Two-step diagonally-implicit collocation-based methods for Volterra Integral Equations

It is the purpose of this talk to introduce a family of diagonally–implicit continuous methods for the numerical integration of Volterra Integral Equations, which are obtained as a modification of the class of two-step collocation methods introduced in [1, 2]. The derived methods result from the choice of suitable conditions to be satisfied by the collocation polynomial and from the application of special quadrature formulae for the approximation of the increment term, in such a way that the coefficient matrix of the nonlinear system for the computation of the internal stages is lower triangular. The constructed methods have an high uniform order of convergence together with strong stability properties (e.g A-stability).
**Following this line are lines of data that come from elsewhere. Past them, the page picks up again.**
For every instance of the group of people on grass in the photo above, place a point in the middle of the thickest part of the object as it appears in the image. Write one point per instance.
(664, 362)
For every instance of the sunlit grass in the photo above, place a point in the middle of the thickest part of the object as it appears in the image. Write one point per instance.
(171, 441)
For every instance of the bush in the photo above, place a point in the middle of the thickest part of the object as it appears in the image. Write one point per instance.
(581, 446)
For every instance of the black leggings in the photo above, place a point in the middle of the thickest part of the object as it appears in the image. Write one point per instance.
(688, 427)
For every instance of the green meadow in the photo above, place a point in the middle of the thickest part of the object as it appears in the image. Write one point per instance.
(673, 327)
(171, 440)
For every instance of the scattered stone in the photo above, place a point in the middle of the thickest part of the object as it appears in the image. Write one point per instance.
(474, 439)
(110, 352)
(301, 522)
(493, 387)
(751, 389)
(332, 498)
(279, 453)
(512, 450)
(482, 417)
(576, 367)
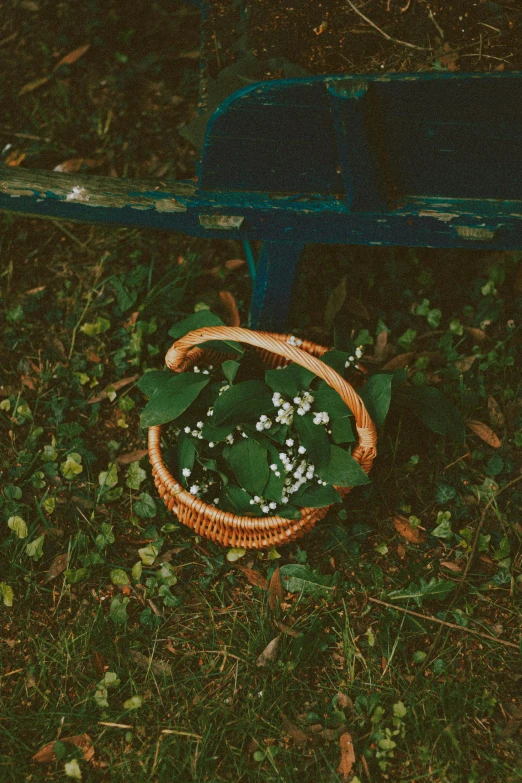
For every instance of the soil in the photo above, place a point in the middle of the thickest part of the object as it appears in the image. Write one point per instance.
(331, 37)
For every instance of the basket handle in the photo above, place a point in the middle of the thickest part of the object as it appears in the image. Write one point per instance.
(178, 360)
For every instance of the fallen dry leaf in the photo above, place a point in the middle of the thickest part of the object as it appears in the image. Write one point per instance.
(270, 652)
(399, 362)
(117, 385)
(156, 667)
(294, 732)
(496, 416)
(47, 755)
(14, 158)
(343, 701)
(404, 529)
(71, 58)
(75, 164)
(254, 577)
(485, 433)
(30, 86)
(450, 565)
(230, 309)
(234, 263)
(275, 590)
(347, 756)
(465, 364)
(57, 567)
(131, 456)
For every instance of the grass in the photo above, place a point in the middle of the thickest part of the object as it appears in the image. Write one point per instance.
(432, 698)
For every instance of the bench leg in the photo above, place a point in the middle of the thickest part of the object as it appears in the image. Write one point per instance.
(275, 273)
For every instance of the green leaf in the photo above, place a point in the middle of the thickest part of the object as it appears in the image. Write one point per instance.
(7, 594)
(145, 507)
(337, 360)
(18, 525)
(72, 466)
(73, 576)
(198, 321)
(434, 410)
(248, 460)
(302, 579)
(173, 398)
(342, 470)
(118, 610)
(244, 401)
(237, 500)
(230, 369)
(12, 493)
(216, 434)
(135, 476)
(153, 380)
(186, 455)
(314, 438)
(134, 703)
(274, 488)
(108, 478)
(316, 496)
(235, 553)
(119, 577)
(72, 769)
(376, 395)
(148, 554)
(282, 381)
(34, 549)
(434, 589)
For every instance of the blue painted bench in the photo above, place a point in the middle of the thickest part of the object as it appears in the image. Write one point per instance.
(428, 160)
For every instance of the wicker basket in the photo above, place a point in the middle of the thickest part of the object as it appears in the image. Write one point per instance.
(223, 527)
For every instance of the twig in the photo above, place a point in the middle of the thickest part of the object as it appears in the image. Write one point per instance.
(444, 622)
(437, 25)
(480, 525)
(385, 35)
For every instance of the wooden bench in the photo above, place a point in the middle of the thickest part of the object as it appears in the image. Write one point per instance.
(428, 160)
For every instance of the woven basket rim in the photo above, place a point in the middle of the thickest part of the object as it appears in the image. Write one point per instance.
(182, 356)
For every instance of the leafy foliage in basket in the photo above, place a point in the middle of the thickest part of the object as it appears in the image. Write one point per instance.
(253, 440)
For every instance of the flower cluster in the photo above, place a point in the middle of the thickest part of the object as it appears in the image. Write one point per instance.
(351, 361)
(264, 423)
(285, 415)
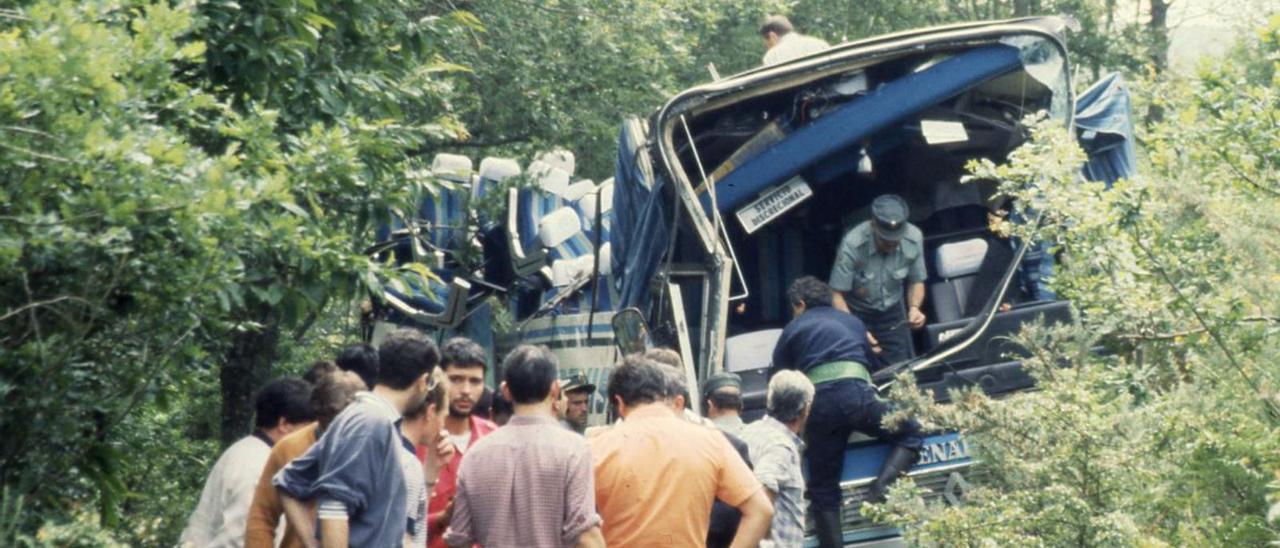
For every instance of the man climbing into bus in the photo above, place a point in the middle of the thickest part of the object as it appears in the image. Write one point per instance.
(830, 346)
(874, 260)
Moreover, the structured shape of the coefficient matrix can be suitably exploited in order to get an efficient implementation in a parallel environment. We present the constructive technique, discuss the order of convergence and provide numerical experiments that confirm the theoretical expectations. References [1] Conte, D., Jackiewicz, Z., and Paternoster, B., Two-step almost collocation methods for Volterra integral equations, Appl. Math. Comput. 204 (2008), 839–853. [2] Conte, D. and Paternoster, B., Multistep collocation methods for Volterra Integral Equations, Appl. Numer. Math. 59 (2009), 1721–1736.